Friday, April 6, 2012

The Sufferings of Christ

Here is the conclusion J. C. Ryle felt we should be led to as we consider Christ's sufferings:

"And let us learn from the story of the passion always to hate sin with a great hatred. Sin was the cause of all our Savior’s sufferings. Our sins twisted the crown of thorns; our sins drove the nails into his hands and feet; on account of our sins his blood was shed. Surely the thought of Christ crucified should make us loathe all sin. As the Church of England Homily of Passion says so well: 'Let this image of Christ crucified be always printed in our hearts. Let it stir us up to the hatred of sin, and provoke our minds to the earnest love of Almighty God.'”

Thursday, April 5, 2012


A couple years ago, I had the privilege of leading the children at CrossPoint through material from Kids 4 Truth that centered on the atonement. Here is some of what I shared with them:

Christ’s atonement met four needs we have as sinners:
1. We deserve to die as the penalty for sin.
2. We deserve to bear God’s wrath against sin.
3. We are separated from God by our sins.
4. We are in bondage to sin and to the kingdom of Satan.
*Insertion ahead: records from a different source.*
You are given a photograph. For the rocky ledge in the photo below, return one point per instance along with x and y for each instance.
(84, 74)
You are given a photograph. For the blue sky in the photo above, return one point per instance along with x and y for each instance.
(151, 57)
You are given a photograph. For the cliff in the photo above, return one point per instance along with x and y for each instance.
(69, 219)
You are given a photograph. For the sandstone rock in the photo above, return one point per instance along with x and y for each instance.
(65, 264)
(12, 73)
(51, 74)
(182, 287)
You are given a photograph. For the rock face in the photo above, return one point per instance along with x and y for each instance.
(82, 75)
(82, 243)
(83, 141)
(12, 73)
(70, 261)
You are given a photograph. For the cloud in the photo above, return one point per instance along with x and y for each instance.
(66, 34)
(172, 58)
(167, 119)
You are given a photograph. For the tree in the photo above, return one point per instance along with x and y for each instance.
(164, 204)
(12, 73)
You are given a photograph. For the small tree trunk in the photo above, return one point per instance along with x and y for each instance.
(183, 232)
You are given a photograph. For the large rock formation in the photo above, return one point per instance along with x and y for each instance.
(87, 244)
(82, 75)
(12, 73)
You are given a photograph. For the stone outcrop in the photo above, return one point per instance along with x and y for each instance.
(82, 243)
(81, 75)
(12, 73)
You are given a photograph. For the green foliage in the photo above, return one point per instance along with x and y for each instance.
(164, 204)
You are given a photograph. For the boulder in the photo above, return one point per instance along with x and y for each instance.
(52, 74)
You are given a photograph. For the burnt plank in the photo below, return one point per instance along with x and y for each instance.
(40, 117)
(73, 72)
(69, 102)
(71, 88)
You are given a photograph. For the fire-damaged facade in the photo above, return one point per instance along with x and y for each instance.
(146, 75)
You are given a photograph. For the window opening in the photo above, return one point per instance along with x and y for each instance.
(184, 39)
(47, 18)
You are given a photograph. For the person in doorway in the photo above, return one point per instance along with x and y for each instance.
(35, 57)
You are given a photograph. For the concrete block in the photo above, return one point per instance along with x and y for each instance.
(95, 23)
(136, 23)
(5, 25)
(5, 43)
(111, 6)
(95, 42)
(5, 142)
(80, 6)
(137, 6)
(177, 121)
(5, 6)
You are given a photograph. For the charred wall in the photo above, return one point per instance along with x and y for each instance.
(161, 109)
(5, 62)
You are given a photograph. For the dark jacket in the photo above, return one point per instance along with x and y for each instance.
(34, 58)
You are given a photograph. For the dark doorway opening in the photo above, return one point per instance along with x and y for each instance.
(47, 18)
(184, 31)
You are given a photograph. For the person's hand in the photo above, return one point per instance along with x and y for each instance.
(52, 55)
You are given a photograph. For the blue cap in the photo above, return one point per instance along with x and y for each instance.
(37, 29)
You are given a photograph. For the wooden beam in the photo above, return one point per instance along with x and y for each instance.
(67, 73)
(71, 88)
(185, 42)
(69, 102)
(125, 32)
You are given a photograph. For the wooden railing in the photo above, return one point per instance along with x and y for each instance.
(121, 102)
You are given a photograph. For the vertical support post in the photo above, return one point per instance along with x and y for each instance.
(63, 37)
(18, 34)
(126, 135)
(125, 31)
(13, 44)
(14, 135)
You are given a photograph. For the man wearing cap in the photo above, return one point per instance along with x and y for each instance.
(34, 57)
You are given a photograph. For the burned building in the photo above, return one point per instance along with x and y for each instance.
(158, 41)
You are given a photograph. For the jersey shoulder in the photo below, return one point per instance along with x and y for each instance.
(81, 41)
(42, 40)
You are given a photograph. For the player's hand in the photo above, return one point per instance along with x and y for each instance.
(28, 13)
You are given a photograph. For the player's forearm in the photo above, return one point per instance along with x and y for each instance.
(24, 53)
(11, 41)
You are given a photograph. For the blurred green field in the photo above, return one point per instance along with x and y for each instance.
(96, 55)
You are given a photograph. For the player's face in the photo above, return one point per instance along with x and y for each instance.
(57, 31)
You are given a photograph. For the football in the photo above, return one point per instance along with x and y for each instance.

Here’s how Christ’s atonement met the needs above:
1. Sacrifice – Jesus died our death (Heb. 9:26)
2. Propitiation – Jesus took God’s wrath (1 John 4:10)
3. Reconciliation – Jesus brings us back to God (2 Cor. 5:18-19)
4. Redemption – Jesus paid the ransom to set us free (Mark 10:45)

Quotes from Knowing God

As a staff, we are reading through J. I. Packer's "Knowing God" and discussing what we read on Thursday mornings. I was particularly encouraged by the following:

"There is tremendous relief in knowing that (God's) love to me is utterly realistic, based at every point on prior knowledge of the worst about me, so that no discovery now can disillusion him about me, in the way I am so often disillusioned about myself, and quench his determination to bless me."

"There is, certainly, great cause for humility in the thought that he sees all the twisted things about me that my fellow humans do not see (and am I glad!), and that he sees more corruption in me than that which I see in myself (which, in all conscience, is enough). There is, however, equally great incentive to worship and love God in the thought that, for some unfathomable reason, he wants me as his friend, and desires to be my friend, and has given his Son to die for me in order to realize this purpose."